My accomplishments 2004.August:
- Aug.11: Thought of wonderful new hack to allow me to efficiently
use lynx to do all the cookie management for a Yahoo! Mail spider (automated
browser) so I don't have to "re-invent the wheel" by writing cookie handling
myself from scratch.. Briefly mentionned the idea in
this
article the same evening, see the very last paragraph.
- Aug.12: Wrote two semi-parsers, for YM WebPage showing single message,
and for YM WebPage showing TOC for up to 200 messages, as tools to be used
by my new YM spider.
- Aug.14: Wrote two more semi-parsers, for YM toplevel WebPage just after
logging in, and for YM WebPage listing statistics of all the folders, again
as tools to be used by my new YM spider.
- Aug.14-16: Finally implemented the actual hack for downloading
individual YM WebPages and parsing them locally to produce links for
downloading new WebPages, using all those various semi-parsers I'd written
in previous days. This
article describes this new hack for spiders with cookies.
- Aug.24-27: Upgraded my hellos.html
to go beyond just "Hello World!" to include some dynamic content that
static methods such as HTML can't accomplish.
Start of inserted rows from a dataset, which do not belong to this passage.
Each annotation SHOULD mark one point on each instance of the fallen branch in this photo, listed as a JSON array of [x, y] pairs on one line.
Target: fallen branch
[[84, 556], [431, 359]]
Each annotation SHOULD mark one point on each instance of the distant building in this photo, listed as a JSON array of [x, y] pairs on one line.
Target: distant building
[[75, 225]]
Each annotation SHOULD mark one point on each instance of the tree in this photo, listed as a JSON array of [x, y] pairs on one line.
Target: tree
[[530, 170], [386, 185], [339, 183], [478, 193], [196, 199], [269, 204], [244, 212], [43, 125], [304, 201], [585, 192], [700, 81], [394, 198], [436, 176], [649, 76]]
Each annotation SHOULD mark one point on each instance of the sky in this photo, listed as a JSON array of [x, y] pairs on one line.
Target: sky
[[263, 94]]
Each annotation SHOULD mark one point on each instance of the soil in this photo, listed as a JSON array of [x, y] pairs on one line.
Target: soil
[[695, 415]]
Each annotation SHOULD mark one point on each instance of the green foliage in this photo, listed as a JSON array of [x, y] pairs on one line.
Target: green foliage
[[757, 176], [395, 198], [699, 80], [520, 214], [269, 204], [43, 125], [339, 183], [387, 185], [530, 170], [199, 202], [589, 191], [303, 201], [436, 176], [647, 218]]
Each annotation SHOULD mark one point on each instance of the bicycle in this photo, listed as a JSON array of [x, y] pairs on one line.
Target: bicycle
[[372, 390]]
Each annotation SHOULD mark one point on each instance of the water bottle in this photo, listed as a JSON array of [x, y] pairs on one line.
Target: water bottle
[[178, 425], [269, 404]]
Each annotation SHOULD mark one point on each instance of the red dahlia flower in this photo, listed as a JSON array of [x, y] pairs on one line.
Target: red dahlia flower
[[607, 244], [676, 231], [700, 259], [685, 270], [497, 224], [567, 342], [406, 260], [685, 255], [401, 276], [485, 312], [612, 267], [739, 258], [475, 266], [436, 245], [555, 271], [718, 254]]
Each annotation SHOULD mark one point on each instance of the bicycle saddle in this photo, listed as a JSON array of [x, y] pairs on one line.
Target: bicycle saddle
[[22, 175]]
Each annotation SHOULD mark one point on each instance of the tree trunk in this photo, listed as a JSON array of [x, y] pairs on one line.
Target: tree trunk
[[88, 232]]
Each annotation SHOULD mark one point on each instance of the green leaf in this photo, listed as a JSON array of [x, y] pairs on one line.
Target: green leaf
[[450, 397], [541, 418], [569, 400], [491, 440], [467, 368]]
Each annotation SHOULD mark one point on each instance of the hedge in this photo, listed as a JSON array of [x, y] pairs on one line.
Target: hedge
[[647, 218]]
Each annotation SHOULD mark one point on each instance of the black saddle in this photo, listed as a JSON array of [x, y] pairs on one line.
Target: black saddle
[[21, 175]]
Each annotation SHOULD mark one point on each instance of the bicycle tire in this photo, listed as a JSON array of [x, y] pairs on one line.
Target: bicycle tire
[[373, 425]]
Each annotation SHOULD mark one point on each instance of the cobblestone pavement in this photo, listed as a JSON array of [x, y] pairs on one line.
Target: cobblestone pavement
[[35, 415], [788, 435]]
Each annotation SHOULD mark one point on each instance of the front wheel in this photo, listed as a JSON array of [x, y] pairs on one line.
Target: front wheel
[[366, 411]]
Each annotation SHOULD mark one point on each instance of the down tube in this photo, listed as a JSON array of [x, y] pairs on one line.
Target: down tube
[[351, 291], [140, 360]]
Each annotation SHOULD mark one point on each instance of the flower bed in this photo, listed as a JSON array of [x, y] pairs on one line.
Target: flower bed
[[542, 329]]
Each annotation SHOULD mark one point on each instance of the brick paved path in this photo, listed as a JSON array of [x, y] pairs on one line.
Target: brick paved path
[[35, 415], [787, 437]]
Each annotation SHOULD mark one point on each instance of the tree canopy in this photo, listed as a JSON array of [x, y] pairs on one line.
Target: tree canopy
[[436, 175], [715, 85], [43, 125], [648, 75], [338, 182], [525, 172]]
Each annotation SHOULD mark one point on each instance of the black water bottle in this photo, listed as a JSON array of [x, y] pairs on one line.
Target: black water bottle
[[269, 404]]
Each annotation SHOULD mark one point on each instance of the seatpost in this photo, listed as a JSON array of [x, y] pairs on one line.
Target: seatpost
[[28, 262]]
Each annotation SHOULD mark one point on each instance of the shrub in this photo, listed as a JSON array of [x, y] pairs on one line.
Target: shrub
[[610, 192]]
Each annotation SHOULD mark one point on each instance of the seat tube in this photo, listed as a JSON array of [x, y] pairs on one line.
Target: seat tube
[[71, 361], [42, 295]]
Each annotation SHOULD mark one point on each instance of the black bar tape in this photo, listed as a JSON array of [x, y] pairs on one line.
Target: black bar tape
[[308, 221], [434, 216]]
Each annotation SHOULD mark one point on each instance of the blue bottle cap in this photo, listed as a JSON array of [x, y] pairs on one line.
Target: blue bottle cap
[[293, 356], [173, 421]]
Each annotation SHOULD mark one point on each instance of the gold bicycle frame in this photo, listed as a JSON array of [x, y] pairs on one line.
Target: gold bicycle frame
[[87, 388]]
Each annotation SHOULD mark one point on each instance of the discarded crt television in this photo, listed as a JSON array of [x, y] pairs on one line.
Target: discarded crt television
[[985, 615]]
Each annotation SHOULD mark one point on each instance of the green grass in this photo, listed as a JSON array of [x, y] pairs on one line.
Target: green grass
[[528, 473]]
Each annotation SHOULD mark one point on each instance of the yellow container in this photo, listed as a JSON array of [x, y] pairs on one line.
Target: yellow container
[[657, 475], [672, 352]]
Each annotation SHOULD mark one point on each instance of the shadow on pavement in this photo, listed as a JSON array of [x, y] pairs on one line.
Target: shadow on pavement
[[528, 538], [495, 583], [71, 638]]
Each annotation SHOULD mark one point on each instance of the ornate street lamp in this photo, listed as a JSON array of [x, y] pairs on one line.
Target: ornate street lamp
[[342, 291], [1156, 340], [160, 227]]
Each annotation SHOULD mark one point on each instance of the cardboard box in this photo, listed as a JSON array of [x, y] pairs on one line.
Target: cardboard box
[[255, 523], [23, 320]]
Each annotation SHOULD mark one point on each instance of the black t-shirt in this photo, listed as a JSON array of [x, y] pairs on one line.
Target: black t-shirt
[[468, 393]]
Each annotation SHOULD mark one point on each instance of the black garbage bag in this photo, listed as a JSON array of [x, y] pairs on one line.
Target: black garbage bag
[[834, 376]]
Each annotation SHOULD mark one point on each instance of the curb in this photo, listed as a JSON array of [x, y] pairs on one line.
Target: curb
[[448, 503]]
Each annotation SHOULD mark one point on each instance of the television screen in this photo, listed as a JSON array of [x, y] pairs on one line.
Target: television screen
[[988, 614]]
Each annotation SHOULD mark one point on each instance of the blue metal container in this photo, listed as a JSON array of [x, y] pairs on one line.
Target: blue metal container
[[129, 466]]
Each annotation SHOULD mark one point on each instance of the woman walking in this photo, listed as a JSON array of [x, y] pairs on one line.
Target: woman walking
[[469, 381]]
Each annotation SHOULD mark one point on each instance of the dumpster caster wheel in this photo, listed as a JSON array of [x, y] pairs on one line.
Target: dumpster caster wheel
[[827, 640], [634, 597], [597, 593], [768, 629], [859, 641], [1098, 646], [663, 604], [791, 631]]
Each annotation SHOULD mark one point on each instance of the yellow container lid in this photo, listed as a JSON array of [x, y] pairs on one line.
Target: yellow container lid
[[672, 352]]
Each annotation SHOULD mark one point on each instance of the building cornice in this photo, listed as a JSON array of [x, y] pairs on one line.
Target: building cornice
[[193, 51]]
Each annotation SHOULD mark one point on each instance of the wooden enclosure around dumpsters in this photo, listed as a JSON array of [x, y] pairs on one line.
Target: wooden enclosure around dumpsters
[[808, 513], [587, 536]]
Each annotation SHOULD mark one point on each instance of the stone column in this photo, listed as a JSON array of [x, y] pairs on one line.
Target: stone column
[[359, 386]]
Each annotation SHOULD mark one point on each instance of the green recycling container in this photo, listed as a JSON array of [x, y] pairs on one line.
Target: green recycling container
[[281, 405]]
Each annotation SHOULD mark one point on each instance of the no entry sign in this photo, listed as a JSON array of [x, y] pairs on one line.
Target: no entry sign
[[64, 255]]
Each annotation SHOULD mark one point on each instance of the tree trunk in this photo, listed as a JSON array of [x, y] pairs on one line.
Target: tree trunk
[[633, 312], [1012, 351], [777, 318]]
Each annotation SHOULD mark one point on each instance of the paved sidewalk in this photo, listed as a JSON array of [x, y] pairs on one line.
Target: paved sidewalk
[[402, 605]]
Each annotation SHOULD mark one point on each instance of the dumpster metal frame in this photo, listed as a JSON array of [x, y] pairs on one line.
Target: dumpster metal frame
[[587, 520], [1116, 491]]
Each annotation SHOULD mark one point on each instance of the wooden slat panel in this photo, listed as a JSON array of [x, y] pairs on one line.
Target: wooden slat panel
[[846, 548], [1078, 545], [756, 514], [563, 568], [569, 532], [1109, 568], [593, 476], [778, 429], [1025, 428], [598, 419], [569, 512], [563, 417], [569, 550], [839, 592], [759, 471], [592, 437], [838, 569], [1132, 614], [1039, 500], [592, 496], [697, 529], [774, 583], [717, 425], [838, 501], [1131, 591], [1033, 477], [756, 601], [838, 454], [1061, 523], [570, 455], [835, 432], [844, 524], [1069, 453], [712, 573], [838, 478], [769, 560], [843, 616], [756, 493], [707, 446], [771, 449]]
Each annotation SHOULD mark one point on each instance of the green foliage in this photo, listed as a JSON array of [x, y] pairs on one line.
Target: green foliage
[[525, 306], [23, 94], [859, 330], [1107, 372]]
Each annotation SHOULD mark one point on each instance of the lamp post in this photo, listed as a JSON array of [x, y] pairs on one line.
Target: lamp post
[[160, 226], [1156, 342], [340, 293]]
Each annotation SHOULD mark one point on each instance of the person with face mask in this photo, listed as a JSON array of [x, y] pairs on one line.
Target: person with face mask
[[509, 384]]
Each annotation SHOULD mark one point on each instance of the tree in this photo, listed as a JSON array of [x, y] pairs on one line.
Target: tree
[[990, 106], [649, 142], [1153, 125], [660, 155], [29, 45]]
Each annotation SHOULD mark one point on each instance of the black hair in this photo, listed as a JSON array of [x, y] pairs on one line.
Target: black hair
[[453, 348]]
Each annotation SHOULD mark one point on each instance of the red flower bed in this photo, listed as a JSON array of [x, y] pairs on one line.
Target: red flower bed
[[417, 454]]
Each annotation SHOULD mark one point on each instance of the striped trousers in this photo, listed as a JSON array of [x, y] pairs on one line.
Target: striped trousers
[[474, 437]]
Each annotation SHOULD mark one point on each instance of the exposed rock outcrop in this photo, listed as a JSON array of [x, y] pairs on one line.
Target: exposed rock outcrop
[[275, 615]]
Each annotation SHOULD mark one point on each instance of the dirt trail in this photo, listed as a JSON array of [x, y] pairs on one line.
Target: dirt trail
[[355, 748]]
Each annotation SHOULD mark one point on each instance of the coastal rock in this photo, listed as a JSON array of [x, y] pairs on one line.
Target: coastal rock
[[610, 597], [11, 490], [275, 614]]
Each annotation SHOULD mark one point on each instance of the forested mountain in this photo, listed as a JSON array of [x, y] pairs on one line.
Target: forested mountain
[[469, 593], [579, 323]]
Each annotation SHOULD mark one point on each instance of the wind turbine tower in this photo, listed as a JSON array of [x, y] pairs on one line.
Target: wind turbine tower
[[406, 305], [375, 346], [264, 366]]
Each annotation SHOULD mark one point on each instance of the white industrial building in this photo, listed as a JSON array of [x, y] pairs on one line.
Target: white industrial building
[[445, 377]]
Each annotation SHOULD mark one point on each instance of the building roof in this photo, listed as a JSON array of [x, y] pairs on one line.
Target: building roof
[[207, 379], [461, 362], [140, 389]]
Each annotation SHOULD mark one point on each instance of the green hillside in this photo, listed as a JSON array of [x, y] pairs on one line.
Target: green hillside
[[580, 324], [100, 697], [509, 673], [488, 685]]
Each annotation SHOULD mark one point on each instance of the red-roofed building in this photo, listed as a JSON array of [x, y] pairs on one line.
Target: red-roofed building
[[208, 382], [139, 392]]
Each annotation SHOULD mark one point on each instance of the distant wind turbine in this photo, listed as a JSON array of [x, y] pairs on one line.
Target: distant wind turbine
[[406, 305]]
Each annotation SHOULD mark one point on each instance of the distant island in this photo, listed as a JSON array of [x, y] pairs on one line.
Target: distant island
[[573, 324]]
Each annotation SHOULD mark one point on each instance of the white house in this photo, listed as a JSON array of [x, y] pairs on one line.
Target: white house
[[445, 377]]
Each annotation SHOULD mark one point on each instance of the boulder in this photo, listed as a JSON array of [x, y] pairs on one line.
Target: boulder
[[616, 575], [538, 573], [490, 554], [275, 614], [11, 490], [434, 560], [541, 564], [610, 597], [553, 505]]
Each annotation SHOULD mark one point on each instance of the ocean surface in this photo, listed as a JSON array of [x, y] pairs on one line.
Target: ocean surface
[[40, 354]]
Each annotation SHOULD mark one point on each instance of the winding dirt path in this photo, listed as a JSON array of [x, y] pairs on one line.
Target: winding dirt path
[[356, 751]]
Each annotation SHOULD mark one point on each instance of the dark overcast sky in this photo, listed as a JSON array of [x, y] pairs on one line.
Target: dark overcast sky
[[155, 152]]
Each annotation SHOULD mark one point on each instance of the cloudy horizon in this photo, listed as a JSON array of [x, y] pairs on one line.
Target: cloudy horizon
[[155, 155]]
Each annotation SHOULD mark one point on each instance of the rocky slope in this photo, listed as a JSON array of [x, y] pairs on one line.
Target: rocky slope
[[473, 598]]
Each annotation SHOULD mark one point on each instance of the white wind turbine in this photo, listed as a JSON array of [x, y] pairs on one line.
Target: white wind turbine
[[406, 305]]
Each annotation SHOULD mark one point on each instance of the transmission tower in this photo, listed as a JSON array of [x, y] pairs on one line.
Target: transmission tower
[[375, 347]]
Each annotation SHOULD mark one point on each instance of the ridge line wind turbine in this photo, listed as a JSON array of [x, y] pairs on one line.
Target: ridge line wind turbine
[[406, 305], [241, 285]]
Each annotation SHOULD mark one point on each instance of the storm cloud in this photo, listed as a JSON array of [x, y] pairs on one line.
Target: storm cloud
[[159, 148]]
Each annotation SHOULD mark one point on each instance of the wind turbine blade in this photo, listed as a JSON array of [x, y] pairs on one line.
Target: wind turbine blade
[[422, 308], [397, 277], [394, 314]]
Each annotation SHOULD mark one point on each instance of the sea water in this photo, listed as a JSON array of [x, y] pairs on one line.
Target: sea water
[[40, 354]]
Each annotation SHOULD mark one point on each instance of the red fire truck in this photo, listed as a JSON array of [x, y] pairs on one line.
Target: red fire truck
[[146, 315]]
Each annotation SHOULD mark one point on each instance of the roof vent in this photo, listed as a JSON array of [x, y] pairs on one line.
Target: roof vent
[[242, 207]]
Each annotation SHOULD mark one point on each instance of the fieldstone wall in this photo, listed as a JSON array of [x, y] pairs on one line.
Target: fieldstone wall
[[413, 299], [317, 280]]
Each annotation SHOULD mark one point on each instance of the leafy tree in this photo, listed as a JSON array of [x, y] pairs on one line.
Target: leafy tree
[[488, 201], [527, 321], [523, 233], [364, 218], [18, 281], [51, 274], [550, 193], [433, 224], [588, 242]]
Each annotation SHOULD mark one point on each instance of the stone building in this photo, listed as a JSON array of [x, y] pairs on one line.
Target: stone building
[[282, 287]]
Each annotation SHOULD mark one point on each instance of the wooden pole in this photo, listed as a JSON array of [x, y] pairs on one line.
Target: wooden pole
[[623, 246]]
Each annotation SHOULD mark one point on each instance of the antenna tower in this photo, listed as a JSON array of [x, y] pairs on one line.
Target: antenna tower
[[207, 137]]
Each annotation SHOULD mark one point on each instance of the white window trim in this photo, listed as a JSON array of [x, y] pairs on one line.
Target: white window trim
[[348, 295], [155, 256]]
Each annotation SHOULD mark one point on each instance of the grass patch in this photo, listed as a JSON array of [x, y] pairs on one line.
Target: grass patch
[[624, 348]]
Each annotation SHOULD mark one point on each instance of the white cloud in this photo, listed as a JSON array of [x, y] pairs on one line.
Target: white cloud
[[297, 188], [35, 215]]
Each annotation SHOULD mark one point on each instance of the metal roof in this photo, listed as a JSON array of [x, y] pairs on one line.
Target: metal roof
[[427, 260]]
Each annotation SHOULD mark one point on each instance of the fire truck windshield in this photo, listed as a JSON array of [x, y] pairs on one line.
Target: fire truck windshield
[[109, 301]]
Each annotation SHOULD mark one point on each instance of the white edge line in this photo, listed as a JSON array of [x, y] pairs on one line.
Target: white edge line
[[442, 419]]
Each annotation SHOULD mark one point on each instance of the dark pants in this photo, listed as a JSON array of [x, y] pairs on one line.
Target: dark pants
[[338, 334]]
- Late August sometime: Wrote a script for re-testing all the
spam-complaint addresses I've collected in recent years, discovered about one
out of six are no longer valid, deleted all that obsolete data from my CTW
(Complain To Whom) database. Decided that made my database rather incomlete,
so next I wrote info-collector (gleaner) for WHOIS records,
specifically to collect the many different ways the WHOIS-record authors
express the concept of complaining about spam or abuse at such-and-such
e-mail address. Used it to try to collect CTW data for all the IP numbers
that sent me spam in recent years for which I no longer had any CTW data
(because of the purge done just before). In
this
article I described the algorithm, including a detailed
list of all the different ways the WHOIS-record authors expressed spam
or abuse to flag the complaint address which my new algorithm now
collected.